Mukhlis mengatakan, dari hasil pertemuan dengan DPD Apersi, banyak pengembang di daerah yang mengeluhkan sulitnya mendapatkan KPR dari perbankan, terutama dari Bank BTN sebagai salah satu penyalur KPR Subsidi. Karena dana subsidi sudah habis yang diberikan pemerintah.
“Kami meminta pemerintah, baik kementerian PUPR sebagai pelaksana teknis maupun juga Menkeu untuk mencari solusinya dan bisa menambah anggaran FLPP, supaya rumah yang ada saat ini mencapai 100 ribu unit bisa dilakukan KPR, termasuk di Kalsel minimal 2.500 unit,” bebernya.
Selain bisa membantu pengembang untuk menyelesaikan proyek perumahannya, juga yang lebih besar lagi, bagi konsumen dan masyarakat kecil ini bisa mendapatkan rumah yang layak bisa tercapai. “Kalau menunggu seperti ini tentu kasian konsumennya, karena berharap mendapatkan rumah, kenyataan tidak bisa. Karena dana subsidi tidak ada. Begitu juga buat pengembang,” paparnya.
Sekretaris DPD Apersi Kalsel ini pun melanjutkan, dampak dari habisnya anggaran FLPP ini, banyak developer kesulitan pendanaan, terutama untuk konstruksi. Karena adanya dana FLPP ini mendorong pengembang untuk mengembangkan proyek perumahan yang dikerjakannya.
“Kalau penyaluran FLPP tidak ada, mau bangun pakai apa, dana internal terbatas, satu sisi, kredit konstruksi juga dengan bunga komersial, rumah yang dibangun dibatasi, tentu pengembang bisa kolaps dan itu sudah terjadi,” katanya.
Bahkan, kata pria enerjik ini, bukan tidak mungkin ada developer yang mau menjual asetnya. Karena sudah tidak mampu membiayai proyek rumah subsidi. Karena anggaran pemerintah sendiri sudah tidak ada.

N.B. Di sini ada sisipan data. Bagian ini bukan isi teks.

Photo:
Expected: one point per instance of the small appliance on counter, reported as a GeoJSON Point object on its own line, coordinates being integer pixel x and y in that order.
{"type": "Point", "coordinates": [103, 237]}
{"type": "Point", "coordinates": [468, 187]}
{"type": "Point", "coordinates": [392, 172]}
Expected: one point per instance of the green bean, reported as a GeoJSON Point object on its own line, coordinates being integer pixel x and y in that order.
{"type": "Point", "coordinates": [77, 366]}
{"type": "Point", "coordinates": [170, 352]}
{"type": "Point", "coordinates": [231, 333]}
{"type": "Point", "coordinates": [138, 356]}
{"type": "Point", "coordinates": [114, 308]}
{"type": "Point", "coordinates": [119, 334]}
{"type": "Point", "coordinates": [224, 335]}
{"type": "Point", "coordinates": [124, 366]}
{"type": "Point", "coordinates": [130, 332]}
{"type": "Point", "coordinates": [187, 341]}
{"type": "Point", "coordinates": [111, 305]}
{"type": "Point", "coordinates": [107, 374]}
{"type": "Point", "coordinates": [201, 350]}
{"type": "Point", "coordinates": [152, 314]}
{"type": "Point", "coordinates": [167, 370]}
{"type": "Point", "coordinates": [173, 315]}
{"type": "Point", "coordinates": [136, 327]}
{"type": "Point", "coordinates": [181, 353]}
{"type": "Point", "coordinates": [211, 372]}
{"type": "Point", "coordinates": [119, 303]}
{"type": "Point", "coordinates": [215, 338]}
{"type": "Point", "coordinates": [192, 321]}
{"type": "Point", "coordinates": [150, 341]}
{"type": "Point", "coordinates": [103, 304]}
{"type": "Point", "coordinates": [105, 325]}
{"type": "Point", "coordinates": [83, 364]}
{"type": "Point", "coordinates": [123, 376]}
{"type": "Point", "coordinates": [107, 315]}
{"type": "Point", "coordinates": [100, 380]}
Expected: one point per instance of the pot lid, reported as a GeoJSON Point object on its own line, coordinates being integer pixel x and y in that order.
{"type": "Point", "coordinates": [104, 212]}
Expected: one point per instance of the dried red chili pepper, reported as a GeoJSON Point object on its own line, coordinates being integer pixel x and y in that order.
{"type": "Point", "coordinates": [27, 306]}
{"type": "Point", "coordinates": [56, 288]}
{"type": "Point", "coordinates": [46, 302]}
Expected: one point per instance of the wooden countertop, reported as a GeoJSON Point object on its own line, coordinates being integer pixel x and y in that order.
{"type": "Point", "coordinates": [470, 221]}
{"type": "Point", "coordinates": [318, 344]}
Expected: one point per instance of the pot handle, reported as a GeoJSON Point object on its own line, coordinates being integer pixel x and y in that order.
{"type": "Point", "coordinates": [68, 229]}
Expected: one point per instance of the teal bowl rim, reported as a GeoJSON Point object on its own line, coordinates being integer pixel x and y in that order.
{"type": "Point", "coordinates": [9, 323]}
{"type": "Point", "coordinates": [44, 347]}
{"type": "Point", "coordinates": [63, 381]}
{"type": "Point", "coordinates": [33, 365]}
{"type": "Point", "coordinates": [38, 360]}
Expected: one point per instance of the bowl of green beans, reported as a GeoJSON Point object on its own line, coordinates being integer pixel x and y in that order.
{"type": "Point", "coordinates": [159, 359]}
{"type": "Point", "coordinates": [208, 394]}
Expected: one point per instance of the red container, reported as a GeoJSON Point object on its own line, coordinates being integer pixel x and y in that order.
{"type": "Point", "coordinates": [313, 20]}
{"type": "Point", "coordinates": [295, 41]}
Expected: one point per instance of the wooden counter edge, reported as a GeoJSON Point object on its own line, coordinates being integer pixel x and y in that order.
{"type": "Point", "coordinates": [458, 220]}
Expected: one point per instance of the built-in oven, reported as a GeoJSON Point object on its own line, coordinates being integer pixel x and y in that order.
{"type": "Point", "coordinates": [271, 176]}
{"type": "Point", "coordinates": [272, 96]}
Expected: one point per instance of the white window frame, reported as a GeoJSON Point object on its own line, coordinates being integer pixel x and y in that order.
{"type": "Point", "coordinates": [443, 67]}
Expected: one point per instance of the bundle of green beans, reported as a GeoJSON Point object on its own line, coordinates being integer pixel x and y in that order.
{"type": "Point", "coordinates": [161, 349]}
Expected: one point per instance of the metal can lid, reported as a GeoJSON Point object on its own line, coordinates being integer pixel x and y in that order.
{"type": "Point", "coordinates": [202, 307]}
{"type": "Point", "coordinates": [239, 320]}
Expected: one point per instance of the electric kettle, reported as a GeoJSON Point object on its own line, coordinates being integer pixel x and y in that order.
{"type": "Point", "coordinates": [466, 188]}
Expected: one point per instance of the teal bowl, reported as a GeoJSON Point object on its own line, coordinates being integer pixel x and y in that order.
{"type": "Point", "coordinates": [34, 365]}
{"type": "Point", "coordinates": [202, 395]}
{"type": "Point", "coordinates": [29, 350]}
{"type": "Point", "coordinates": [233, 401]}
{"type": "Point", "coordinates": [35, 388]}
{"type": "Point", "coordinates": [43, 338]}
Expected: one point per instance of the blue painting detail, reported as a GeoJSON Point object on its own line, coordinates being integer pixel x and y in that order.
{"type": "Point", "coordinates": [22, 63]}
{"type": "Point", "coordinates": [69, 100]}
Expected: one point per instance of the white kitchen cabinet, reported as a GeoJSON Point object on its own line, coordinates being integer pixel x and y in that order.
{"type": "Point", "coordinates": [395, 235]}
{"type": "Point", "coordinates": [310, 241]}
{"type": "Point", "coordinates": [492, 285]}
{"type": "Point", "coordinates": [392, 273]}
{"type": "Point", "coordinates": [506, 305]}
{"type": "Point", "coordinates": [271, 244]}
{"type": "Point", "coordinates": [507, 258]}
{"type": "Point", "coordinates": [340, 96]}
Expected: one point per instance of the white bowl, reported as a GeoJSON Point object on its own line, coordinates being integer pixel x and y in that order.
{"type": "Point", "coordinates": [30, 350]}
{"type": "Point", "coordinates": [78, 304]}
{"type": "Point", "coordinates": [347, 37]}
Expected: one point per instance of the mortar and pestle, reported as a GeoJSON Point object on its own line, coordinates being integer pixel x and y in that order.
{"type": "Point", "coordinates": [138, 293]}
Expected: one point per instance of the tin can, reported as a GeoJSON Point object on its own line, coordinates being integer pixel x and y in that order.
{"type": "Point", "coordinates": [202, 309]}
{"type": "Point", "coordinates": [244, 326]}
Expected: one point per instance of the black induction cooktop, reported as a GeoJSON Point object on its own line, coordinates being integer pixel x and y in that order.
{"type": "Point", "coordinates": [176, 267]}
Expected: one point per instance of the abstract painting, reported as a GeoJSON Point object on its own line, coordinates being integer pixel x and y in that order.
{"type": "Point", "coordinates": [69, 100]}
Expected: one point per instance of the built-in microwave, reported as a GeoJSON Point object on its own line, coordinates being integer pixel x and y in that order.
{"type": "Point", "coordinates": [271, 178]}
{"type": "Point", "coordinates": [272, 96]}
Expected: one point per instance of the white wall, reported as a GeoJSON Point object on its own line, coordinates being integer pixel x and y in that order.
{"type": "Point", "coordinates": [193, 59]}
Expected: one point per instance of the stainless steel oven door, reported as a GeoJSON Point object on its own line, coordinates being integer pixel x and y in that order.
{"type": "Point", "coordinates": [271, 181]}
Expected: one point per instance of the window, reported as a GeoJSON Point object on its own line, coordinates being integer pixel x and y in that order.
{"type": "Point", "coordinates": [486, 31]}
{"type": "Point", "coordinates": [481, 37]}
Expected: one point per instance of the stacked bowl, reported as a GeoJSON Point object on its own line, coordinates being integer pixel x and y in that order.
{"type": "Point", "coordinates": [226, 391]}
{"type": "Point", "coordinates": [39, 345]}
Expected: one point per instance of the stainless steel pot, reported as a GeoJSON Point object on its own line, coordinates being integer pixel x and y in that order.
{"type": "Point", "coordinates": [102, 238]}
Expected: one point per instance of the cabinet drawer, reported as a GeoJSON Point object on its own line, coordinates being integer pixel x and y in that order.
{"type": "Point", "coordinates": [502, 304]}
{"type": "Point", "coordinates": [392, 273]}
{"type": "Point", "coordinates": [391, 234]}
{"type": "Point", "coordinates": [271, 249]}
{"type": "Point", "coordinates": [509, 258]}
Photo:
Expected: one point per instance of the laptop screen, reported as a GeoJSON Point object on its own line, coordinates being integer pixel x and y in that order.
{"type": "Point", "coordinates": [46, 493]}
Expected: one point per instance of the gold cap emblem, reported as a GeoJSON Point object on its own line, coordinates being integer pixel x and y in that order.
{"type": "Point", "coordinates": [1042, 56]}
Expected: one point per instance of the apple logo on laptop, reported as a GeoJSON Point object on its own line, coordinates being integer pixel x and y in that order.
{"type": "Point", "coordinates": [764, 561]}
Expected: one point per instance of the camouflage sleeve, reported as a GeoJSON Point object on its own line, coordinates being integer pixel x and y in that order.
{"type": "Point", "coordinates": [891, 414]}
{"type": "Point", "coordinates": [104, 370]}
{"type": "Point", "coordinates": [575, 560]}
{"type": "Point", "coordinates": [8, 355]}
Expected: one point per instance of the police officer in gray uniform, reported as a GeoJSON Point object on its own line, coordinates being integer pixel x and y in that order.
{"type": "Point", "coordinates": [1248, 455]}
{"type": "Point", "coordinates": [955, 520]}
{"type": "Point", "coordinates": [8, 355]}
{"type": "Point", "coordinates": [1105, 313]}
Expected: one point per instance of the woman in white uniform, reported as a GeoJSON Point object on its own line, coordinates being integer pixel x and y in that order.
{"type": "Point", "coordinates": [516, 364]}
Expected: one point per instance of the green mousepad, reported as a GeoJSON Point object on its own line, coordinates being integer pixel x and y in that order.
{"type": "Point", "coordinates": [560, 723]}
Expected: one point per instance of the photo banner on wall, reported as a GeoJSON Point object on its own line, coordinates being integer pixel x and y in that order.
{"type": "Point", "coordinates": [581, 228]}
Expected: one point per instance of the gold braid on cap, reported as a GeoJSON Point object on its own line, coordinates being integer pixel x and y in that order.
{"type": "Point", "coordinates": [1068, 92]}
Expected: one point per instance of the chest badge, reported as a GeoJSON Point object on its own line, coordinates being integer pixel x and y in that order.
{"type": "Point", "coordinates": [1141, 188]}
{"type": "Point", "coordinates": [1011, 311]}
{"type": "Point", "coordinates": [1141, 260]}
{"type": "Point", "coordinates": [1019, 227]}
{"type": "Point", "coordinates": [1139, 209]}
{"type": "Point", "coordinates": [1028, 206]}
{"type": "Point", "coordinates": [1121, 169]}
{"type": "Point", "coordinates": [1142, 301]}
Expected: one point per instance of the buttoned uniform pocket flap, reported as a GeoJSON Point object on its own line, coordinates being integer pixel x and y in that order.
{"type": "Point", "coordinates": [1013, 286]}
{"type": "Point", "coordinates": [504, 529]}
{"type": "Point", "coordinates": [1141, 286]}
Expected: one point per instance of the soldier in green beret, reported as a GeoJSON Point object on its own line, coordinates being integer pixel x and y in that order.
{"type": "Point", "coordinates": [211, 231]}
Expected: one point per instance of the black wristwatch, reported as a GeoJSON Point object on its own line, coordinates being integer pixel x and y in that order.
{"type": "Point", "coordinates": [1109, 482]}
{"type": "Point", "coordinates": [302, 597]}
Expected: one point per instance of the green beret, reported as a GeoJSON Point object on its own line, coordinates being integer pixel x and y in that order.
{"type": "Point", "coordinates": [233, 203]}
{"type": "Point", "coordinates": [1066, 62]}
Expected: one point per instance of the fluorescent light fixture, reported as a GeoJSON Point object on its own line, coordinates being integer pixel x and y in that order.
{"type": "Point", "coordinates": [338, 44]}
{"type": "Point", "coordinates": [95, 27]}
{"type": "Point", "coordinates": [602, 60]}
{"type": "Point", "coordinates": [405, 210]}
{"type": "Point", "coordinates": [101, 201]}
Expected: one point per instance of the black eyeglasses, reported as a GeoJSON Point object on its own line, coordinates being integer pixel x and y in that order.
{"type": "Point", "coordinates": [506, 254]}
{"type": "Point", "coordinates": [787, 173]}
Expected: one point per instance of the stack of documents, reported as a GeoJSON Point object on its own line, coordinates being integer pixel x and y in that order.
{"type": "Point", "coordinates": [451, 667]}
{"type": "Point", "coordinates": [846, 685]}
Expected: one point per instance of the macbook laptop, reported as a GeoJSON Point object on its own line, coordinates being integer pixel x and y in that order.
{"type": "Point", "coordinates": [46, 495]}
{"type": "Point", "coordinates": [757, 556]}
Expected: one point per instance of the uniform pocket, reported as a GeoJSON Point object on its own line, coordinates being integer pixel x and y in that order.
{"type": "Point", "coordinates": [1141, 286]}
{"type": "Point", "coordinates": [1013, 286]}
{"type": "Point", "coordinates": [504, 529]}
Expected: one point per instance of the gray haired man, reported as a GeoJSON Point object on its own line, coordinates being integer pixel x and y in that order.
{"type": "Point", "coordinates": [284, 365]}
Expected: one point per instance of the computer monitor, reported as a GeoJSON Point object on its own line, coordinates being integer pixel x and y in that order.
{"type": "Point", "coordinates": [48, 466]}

Pemerintah segera mencari solusinya untuk menyelesaikan masalah ini, terutama 100 ribu unit rumah yang siap KPR untuk segera dituntaskan. “Kami minta PUPR dan juga Menkeu bisa menambah kuota dana FLPP, agar proyek rumah subsidi ini bisa jalan. Terutama konsumen MBR yang menunggu kepastian,” harapnya.
Bila pemerintah tidak bisa menyelesaikan masalah ini, sambungnya, anggota Apersi berencana turun ke Jalan melakukan aksi damai, kepada pemerintah untuk menagih komitmen membangun sejuta rumah ini dengan menambah kuota dana FLPP.
Apersi juga berharap kepada perbankan penyalur rumah subsidi untuk mempermudah proses legalisasi dan perijinan bagi konsumen yang ingin mendapatkan rumah subsidi. “Prosesnya jangan dipersulit, kasian konsumen,” tutupnya.